Я взял бобы и уже собирался идти назад, но в этот момент я услышал шорох под одним из старых ящиков. Я подошел и поднял его.
Под ним на боку лежала коричневая крыса. Она подняла мордочку и уставилась на меня. Ее бока яростно вздымались, она обнажила зубы. Это была самая большая крыса из всех, которых я когда-либо видел. Я наклонился поближе. Крыса рожала. Уже двое ее безволосых, слепых крысят тыкались ей в живот. Еще один наполовину уже вышел в мир.
Мать беспомощно посмотрела на меня, готовая в любой момент укусить. Я хотел убить ее, убить, раздавить всех их, но я не мог. Это было самое кошмарное зрелище в моей жизни. Пока я наблюдал за крысой, мимо быстро проползал небольшой коричневый паучок. Мать схватила его и съела.
Я бросился из погреба. На лестнице я упал и разбил банку бобов. Миссис Холлис выпорола меня, и я никогда уже больше не ходил в погреб по доброй воле.
Я стоял и смотрел на тело полицейского, погруженный в воспоминания.
"Поторопись", - снова сказала Нона.
Он оказался куда легче Нормана Бланшетта, а, может быть, просто в крови у меня выработалось много адреналина.

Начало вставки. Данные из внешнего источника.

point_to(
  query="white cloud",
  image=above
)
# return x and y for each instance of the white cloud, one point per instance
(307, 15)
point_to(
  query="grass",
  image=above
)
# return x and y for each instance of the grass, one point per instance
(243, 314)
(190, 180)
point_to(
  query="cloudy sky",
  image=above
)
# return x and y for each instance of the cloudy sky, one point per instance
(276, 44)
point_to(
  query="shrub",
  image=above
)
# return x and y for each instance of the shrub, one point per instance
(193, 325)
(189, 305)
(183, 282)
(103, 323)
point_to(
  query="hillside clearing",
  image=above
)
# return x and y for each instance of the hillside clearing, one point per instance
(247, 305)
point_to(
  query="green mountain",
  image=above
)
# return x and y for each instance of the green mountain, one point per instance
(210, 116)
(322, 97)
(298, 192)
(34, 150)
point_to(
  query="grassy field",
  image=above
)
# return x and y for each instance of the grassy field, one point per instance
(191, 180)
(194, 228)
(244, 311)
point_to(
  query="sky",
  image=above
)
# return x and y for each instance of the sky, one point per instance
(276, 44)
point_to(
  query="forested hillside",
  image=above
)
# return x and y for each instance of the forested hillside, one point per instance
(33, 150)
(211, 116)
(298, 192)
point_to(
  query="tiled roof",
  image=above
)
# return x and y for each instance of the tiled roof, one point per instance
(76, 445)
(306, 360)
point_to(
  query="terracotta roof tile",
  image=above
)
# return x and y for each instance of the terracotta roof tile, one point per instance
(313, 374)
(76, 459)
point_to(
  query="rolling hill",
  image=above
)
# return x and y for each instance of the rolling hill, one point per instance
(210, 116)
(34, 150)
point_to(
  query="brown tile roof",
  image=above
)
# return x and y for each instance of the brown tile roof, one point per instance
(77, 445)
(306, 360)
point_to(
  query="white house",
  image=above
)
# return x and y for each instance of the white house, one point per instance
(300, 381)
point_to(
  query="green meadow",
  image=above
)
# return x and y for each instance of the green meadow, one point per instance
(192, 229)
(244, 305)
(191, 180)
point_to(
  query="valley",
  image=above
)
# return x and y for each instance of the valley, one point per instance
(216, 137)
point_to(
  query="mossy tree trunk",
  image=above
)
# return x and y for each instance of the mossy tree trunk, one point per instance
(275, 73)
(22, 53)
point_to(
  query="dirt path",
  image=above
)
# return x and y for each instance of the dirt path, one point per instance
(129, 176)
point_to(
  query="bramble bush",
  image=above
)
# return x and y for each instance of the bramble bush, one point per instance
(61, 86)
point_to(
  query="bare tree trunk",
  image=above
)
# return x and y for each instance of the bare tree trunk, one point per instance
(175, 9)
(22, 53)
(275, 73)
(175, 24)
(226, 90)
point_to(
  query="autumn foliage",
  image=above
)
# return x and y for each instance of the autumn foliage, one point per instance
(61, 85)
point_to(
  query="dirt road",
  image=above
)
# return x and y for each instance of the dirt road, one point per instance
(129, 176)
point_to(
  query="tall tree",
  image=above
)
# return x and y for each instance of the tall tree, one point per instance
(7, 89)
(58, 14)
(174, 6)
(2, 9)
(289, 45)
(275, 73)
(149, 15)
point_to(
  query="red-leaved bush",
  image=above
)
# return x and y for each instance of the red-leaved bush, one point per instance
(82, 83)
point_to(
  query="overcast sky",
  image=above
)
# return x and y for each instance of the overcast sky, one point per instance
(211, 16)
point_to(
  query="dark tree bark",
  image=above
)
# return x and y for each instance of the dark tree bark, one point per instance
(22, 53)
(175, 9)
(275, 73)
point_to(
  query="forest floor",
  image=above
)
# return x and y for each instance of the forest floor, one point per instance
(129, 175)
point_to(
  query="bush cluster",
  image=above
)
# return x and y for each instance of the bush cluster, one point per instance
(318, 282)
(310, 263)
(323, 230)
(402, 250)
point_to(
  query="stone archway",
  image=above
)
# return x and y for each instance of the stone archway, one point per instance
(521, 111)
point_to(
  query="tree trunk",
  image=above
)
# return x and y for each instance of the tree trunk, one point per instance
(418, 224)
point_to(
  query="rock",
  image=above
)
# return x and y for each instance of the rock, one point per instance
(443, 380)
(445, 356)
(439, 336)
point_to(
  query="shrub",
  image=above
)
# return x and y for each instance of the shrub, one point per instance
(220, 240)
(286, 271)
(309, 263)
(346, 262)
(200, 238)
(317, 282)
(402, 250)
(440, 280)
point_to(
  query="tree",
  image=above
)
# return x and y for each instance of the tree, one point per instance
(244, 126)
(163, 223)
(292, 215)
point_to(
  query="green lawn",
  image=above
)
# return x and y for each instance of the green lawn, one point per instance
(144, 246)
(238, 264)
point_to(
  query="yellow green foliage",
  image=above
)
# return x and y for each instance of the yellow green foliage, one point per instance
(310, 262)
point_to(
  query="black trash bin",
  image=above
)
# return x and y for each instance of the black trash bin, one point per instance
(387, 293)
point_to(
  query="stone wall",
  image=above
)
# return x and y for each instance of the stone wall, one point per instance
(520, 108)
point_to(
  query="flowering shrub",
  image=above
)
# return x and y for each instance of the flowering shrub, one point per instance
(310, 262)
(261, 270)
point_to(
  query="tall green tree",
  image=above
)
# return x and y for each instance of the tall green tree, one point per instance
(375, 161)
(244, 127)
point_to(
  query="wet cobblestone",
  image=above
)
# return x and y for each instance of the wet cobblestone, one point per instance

Я подхватил его на руки и понес к краю моста. Я едва различал пороги вниз по течению, а железнодорожный мост вверх по течению маячил неясным, сухопарым силуэтом. Ночной ветер свистел, стонал и бросал мне снег в лицо. Мгновение я прижимал полицейского к груди, как спящего новорожденного, потом я вспомнил, кто он такой, и швырнул его в темноту.
Мы вернулись к грузовику и залезли в кабину. Мотор не заводился. Я заводил мотор ручкой, до тех пор, пока не почувствовал сладкий запах бензина из переполнившегося карбюратора.
"Пошли", - сказал я.
Мы подошли к полицейской машине. На переднем сиденье валялись квитанции на штрафы и бланки. Рация под приборной доской затрещала и выплюнула: "Четвертый, выйди на связь. Четвертый, у тебя все в порядке?"
Я выключил ее. Пока я нашаривал нужную кнопку, я ударился обо что-то костяшками. Это оказался дробовик. Возможно, личная собственность полицейского. Я достал его и вручил Ноне. Она положила его на колени. Я дал задний ход. Машина была сильно побита, но в остальном работала нормально. У нее были шины с шипами, и мы почти не скользили на том участке льда, из-за которого и произошла авария.